$X_1, X_2,\ldots, X_n$ are independent with uniform distribution on $[0,a]$.
Prove that $\max(X_1, X_2,\ldots,X_n) \rightarrow a$ almost surely.
Ar first I look for the probability distribution i.e. $$F_\max(t)=P(\max(X_1, X_2,\ldots,X_n)<t)=P(X_1<t)^n=(F_{X_1}(t))^n=\left(\frac{t}{a}\right)^n.$$
So if $t<a$ it converges to $0$ and if $t\geq a$ it converges to $1$.

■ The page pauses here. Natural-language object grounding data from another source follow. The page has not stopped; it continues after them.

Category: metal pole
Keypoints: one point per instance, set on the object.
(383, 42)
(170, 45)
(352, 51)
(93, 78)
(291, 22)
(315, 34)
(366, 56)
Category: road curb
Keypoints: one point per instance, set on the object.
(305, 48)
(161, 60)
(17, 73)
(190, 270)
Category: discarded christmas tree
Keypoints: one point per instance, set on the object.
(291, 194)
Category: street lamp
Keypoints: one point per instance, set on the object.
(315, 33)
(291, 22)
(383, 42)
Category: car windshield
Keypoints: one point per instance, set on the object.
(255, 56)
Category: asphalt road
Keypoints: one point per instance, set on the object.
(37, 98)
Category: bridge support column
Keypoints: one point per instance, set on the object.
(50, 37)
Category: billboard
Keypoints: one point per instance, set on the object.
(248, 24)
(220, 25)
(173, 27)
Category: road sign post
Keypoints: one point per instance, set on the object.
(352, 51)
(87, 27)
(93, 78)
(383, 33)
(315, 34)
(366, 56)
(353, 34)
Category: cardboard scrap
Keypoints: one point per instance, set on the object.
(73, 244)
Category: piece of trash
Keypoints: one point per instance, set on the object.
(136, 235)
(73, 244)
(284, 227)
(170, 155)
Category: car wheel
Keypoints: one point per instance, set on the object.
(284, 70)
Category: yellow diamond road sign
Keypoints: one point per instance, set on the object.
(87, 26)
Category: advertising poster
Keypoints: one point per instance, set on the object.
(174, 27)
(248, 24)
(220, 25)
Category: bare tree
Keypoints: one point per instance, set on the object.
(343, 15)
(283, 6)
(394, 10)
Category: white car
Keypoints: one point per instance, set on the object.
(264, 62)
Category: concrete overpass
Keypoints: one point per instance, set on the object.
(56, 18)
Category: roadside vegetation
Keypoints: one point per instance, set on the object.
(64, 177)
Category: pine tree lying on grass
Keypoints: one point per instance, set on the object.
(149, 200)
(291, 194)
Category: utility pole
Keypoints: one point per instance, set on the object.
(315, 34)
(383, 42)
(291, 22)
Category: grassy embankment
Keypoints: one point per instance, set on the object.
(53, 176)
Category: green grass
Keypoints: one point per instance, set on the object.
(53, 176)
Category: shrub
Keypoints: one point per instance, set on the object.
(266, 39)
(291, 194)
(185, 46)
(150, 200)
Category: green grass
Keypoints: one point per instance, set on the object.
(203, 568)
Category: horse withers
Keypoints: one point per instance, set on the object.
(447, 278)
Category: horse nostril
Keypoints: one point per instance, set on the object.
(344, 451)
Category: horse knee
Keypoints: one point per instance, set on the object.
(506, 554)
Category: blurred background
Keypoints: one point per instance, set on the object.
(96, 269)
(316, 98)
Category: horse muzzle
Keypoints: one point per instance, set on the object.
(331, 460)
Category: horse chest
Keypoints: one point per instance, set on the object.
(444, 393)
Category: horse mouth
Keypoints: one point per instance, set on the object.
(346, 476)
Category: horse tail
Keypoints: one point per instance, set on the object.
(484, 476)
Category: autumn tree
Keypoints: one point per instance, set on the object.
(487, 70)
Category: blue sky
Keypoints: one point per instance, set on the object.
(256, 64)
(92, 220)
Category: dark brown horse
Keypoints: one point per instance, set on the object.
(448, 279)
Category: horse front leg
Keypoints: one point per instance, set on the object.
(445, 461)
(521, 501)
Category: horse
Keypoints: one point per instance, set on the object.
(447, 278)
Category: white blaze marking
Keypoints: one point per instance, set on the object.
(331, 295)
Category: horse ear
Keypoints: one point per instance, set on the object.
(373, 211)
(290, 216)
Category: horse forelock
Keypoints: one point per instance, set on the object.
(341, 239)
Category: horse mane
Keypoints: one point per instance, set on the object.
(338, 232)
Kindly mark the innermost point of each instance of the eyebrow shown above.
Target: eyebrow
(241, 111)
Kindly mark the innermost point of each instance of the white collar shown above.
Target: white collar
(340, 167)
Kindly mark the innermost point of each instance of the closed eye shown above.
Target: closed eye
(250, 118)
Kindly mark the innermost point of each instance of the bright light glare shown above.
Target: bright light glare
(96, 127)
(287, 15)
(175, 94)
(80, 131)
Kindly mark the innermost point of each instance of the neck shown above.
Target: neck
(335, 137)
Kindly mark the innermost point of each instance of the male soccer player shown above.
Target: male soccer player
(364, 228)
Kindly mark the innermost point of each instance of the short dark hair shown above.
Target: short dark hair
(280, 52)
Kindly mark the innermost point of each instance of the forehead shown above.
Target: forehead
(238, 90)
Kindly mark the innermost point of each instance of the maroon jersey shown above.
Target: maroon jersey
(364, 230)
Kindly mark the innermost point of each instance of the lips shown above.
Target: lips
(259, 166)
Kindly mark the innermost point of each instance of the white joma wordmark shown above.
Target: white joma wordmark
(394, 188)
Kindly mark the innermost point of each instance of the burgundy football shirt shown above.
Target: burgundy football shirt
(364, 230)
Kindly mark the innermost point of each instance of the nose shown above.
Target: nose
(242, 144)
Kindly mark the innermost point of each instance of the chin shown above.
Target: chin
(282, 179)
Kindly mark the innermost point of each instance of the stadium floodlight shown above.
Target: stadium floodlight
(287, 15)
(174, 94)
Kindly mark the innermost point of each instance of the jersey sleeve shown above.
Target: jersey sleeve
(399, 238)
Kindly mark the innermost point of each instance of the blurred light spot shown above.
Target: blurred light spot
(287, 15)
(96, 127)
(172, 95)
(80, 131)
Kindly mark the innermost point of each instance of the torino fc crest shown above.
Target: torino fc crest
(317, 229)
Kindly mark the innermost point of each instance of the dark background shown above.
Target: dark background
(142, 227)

How can I say that $\max(X_1, X_2,\ldots,X_n) \rightarrow a$ almost surely. Is there a better way to do it?
Best Answer
The solution was mostly covered by the comments, but here is a more complete answer:
Your solution does not show a.s. convergence, as convergence in distribution does not imply a.s. convergence. What needs to be shown is that (denote $\max(X_1, \dots X_n)$ by $M_n$) $$ P(\lim_{n \rightarrow \infty} M_n = a) = 1 $$ This happens to be the equivalent of (this is not directly evident but can be shown) $$ P(\mid M_n -a \mid > \epsilon \text{ infinitely often as } n\rightarrow \infty) = 0 $$ By Borel Cantelli Lemma, this holds if $$ \sum^{\infty}_{n=1}P(\mid M_n -a \mid > \epsilon) <\infty $$ As you showed yourself, $P(\mid M_n -a \mid > \epsilon) = \left(\frac{a-\epsilon}{a} \right)^n$ so you have $$ \sum^{\infty}_{n=1}P(\mid M_n -a \mid > \epsilon) = \frac{a}{\epsilon}<\infty $$ and we are done.